後ろめたさを噛み殺し、シュイがにやりと笑う。笑みが引きつってなかっただろうかと気を揉みつつ。と、おもむろにレイヴが雷を解除した。
――なんだ、限界が来たのか?
首を傾げるシュイの意図したことがわかったのだろう。レイヴがふっと鼻で笑う。
「ご心配なく。硬直状態の緊張感を愉しむのも悪くはありませんが、もっと色々試してみたいこともありますからね。これだけで消耗するのはもったいない」
相手の言動にシュイの顔が仏頂面を作る。
「試してみたいこと、ね。さながら俺はまな板の上の鯉ってところか」
どのような調味料を浴びせられ、どのような形に切り揃えられるのか、調理される自分としては不安にもなる。
「並の相手にしか通用しない戦術に意味はありませんからね。あなたを倒せるくらいであれば末長く使えそうですが」
仕事外といいつつも、後々のことを考える辺り余裕のほどが窺える。一方こちらはといえば先ほどから当たれば必死、受けても無事では済まぬ攻撃に肝を冷やすばかりだ。相手のペースに乗せられていたらそう遠くない内に肉片にされることだろう。
――長期戦はこちらに不利。……仕方ない。
シュイが心中に呟きを落とし、<魔を打ち払いし縛鎖>を解除する。そこで、レイヴの顔に初めて戸惑いの色が浮かんだ。
「ふむ、直ぐに解呪するとはちょっと予想外でしたね」
「これも<怒れる霆の渦流>に負けず劣らず消耗が大きいんでね、奥の手を使わせてもらうことにするよ。もっとも、実戦で使うのは初めてだが」
「ほほぅ、エミド・マスキュラスにすら使わなかった切り札があると? 実に興味深いですね」
続いては嬉々とした眼差しを向けてくるレイヴにシュイは頭を掻いた。自分がそんなことを言われれば強がりを口にしつつ思いきり冷や汗をかいていることだろう。
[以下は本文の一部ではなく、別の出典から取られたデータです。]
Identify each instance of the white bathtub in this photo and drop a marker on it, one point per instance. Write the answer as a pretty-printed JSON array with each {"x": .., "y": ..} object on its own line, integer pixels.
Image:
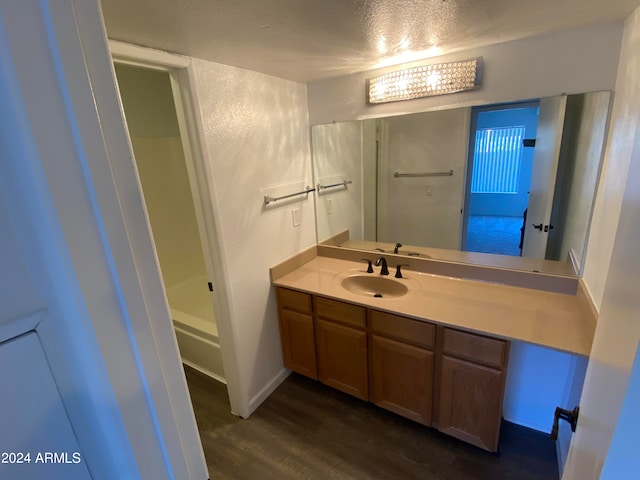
[{"x": 195, "y": 327}]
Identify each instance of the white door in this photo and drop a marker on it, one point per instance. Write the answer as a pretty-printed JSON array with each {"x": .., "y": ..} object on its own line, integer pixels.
[{"x": 543, "y": 176}]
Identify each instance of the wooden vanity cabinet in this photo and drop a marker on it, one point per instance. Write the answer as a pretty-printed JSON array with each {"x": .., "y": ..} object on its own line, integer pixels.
[
  {"x": 442, "y": 377},
  {"x": 341, "y": 346},
  {"x": 297, "y": 334},
  {"x": 402, "y": 362},
  {"x": 472, "y": 380}
]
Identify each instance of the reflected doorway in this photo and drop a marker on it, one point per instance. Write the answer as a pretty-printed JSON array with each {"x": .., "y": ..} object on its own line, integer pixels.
[{"x": 499, "y": 174}]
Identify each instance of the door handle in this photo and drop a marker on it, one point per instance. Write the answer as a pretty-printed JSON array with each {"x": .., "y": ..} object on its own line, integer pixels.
[{"x": 542, "y": 227}]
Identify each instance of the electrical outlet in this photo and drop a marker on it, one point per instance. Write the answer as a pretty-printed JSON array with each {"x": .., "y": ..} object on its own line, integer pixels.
[{"x": 295, "y": 216}]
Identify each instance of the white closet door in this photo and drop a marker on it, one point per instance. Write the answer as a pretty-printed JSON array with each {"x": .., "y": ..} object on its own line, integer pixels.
[{"x": 37, "y": 441}]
「まさか、その時点では使えなかっただけさ。つい先日、完成させたばかりなんでね」
「つまりは彼を打ち果たした時にも勝る必殺技というわけですか。素晴らしい、血が沸き立ちますよ」
「本格的にやり合う前にひとつ聞いていいか。セーニアの騎士たちは一体何を求めてここにきたんだ。どこからここの情報を得た」
「これまた異なことを、連中が一介の傭兵に、ましてや信用の置けぬ傭兵集団にその胸の内を晒すとお思いですか?」
「――それもそうか」
シュイが肩をすくめた。隠蔽、秘匿。事実を捻じ曲げるのはセーニアの十八番だ。何しろ虐殺と内乱とを入れ替えて周知させてしまうくらいなのだ。もちろん、聞かれたところでそれを話す義理もあちらにはないのだが。
「ふむ、その切り札とやらにはかなり自信をお持ちのようだ。それも、私を即刻物言わぬ屍にしかねないほどの」
相手を死に追いやりかねぬ一撃を繰り出す前に話を聞いておきたいのだろう。そうとレイヴが邪推する。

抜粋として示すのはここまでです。